Construção dos túneis do Plano de Drenagem de Lisboa arranca esta segunda-feira

Esta será a maior obra municipal na cidade e tem um custo de 250 milhões de euros. Os dois túneis devem estar prontos no início de 2025. Moedas fala num "legado" do seu executivo.

Ana Meireles
Carlos Moedas esteve no Porto de Lisboa para a chegada da tuneladora H2OLi.© Câmara de Lisboa

A Câmara de Lisboa assinala esta segunda-feira o início formal da construção dos dois túneis do Plano Geral de Drenagem de Lisboa, cujo custo total será de 250 milhões de euros, dos quais 133 milhões são apenas para os túneis. Esta é já considerada a maior obra municipal de sempre na cidade e tem como objetivo "controlar as águas pluviais" e dessa forma "reduzir os riscos de cheias e inundações" em Lisboa, "mitigando os previsíveis efeitos das alterações climáticas, ao mesmo tempo que permitirá a reutilização das águas pluviais para rega de espaços verdes, reforço das redes de incêndio e lavagem de ruas", explicou a autarquia. A construção dos túneis deverá estar concluída no primeiro trimestre de 2025.

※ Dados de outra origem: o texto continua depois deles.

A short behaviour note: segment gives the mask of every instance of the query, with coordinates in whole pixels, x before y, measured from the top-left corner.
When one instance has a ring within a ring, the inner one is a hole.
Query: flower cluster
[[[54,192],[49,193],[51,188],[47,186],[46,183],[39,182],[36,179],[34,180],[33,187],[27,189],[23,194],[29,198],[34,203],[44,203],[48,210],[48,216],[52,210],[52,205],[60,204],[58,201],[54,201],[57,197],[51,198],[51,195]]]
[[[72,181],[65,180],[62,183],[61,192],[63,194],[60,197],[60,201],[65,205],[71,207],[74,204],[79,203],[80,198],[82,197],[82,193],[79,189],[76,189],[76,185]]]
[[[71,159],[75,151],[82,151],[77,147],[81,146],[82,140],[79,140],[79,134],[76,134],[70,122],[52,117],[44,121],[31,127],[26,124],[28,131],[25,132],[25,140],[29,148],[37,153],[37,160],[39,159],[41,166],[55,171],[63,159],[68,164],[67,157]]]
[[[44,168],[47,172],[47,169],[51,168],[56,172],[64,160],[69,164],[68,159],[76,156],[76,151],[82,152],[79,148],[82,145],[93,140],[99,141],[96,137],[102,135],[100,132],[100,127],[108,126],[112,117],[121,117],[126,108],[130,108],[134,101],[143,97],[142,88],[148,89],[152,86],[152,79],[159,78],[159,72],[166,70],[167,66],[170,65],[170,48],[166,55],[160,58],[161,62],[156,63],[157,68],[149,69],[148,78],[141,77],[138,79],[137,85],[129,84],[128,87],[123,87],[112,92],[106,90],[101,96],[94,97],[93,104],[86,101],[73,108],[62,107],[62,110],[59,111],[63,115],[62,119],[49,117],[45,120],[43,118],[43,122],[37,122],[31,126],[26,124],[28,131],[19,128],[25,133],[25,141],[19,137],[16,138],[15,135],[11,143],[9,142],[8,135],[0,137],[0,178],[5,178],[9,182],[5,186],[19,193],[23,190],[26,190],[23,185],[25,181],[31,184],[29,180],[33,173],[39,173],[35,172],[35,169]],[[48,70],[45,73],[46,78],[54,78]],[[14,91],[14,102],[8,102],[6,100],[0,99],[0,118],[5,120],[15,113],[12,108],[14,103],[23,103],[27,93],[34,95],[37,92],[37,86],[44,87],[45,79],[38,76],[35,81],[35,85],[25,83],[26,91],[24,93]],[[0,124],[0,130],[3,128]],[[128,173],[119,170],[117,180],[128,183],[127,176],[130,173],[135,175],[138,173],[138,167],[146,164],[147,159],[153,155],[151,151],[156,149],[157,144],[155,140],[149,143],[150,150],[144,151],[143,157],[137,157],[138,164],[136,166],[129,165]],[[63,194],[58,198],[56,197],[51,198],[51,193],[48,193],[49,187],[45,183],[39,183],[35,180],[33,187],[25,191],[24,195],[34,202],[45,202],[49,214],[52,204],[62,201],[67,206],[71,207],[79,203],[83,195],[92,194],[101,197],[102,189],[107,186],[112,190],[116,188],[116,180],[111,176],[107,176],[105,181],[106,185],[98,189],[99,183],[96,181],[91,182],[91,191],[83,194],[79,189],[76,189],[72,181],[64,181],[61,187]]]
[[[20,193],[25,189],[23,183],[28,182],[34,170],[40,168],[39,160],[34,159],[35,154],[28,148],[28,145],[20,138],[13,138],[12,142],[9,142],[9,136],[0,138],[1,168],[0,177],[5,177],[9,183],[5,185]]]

Para Carlos Moedas esta "obra invisível" será "um legado" que o seu executivo deixará a Lisboa, pois será a maior obra do mandato, tendo obrigado a autarquia a recorrer ao Banco Europeu de Investimento (BEI) que empresta cerca 50% dos 250 milhões que a câmara vai gastar neste projeto.

Até ao momento, no âmbito do Plano de Drenagem de Lisboa, já foram construídas as bacias de retenção da Ameixoeira (2018), Alto da Ajuda (2019) e Parque Eduardo VII (2021), bem como o microtúnel e cinco descarregadores no Parque das Nações e na avenida Infante D. Henrique (2020). Foi também feito um levantamento do cadastro da rede de saneamento. No total, nestas empreitadas foram investidos 8,4 milhões de euros.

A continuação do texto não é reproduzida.